Several countries have decided to increase their military spending to deal with the emerging new world order. Canada, concerned about the border it shares with Russia to the north, has begun to do so. Weaponry is one thing, but organization and preparation remain the basic elements of an effective defense strategy.
Posted at 8:00 am
The best example comes from Finland (again). This small country of 5.5 million inhabitants shares a 1,340 km border with Russia. The two neighbors have quarreled many times in the past. The last battle took place at the beginning of World War II, when the Finns managed to repel the Russian invader in what is called the Winter War, with soldiers on skis.

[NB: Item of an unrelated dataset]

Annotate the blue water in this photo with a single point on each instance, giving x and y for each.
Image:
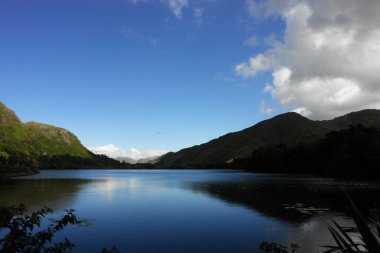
(188, 210)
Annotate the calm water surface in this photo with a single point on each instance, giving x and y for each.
(190, 210)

The Finns resisted, but lost a piece of their territory and swore to themselves that it would never happen again.
Since then, they have been preparing for all eventualities. It could be a Russian invasion, but also a pandemic, a climate catastrophe, a power grid failure, a cyber attack. Not arming yourself to the teeth. Before the Russian invasion of Ukraine, the country spent 1.5% of its GDP on military spending, the same proportion as Canada.

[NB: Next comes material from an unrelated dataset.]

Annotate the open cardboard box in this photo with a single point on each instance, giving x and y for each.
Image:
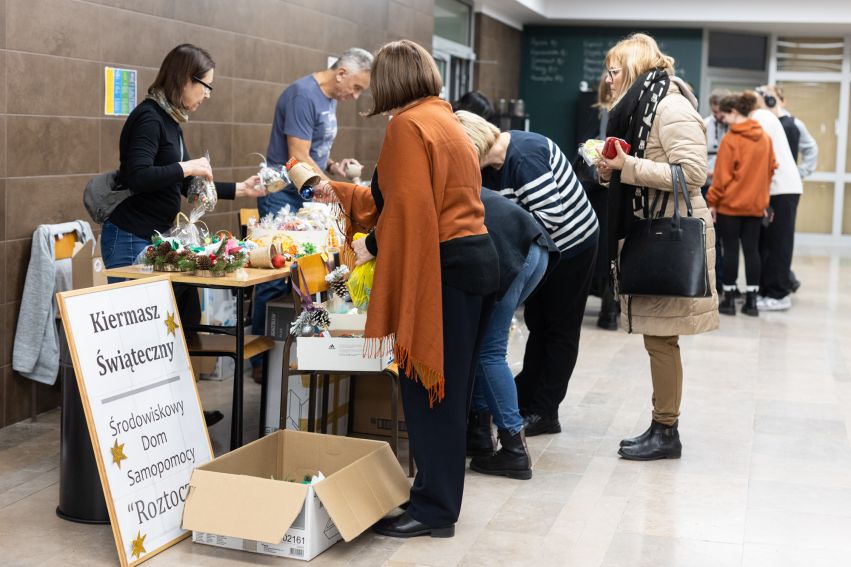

But for decades, Finland has been organizing itself to face the worst, the financial times. There are always reserves of at least six months’ worth of fuel and grain. Pharmaceutical companies are required to maintain stocks of all imported drugs. Shelters are planned and identified to accommodate the population in case of need. Laws are made to accommodate a state of emergency.
The entire country’s industry is made aware of the risks in regular meetings where business leaders are confronted with theoretical situations and invited to propose solutions. These leaders of telecommunications or energy companies, who are sometimes competitors, work together for the common good. Either way, it would be impossible to do business in the event of a disaster.
During these meetings, which take place several times a year, both small disturbances and large events such as a war or a pandemic like the one that has just ravaged the world are discussed.
Finland can also count on a well-trained army and a large contingent of reservists to defend itself in the event of an invasion. The armed forces regularly hold crisis drills with politicians, religious representatives and the media to inform them, analyze possible problems and propose a response.
Officially neutral, Finland is not part of NATO and did not feel the need to do so either. Until very recently. Since the annexation of Crimea by Russia in 2014, the desire to join the ranks of the alliance between North America and Europe has increased and even today exceeds 60%, according to recently published polls.
It is that the neighbor bothers more and more. The Finnish government announced last week its decision to increase military spending by 70% over the next four years to 2% of GDP, which is the norm for NATO countries.
In addition to the tension that has escalated since the invasion of Ukraine, another type of uncertainty is growing in Finland. The country is a major trading partner of Russia, although trade has declined since 2014 and the annexation of Crimea.
Before the invasion of Ukraine, more than 5% of Finland’s total exports went to Russia and 10% of Finnish imports came from Russia.
The war and the economic sanctions imposed on Russia will harm Finland. Finland’s central bank has just revised down its economic growth forecasts to take into account the impact of the war in Ukraine and the sanctions imposed on Russia.
Proof that the Finns do not like to be taken by surprise, the monetary authorities have produced two forecasts. The first scenario assumes a limited impact of the war and inflation on the economy and growth of 2% in 2022. The second scenario foresees a greater reduction in exports and a sustained increase in the prices of raw materials and energy, which would reduce economic growth to 0.5%.
Until recently, the central bank expected the economy to grow 2.6% this year. Finland was not invaded, but must continue to defend itself economically from its Russian neighbor.
This troubled relationship has lasted for decades. However, year after year, Finland dominates the ranking of the happiest countries in the world.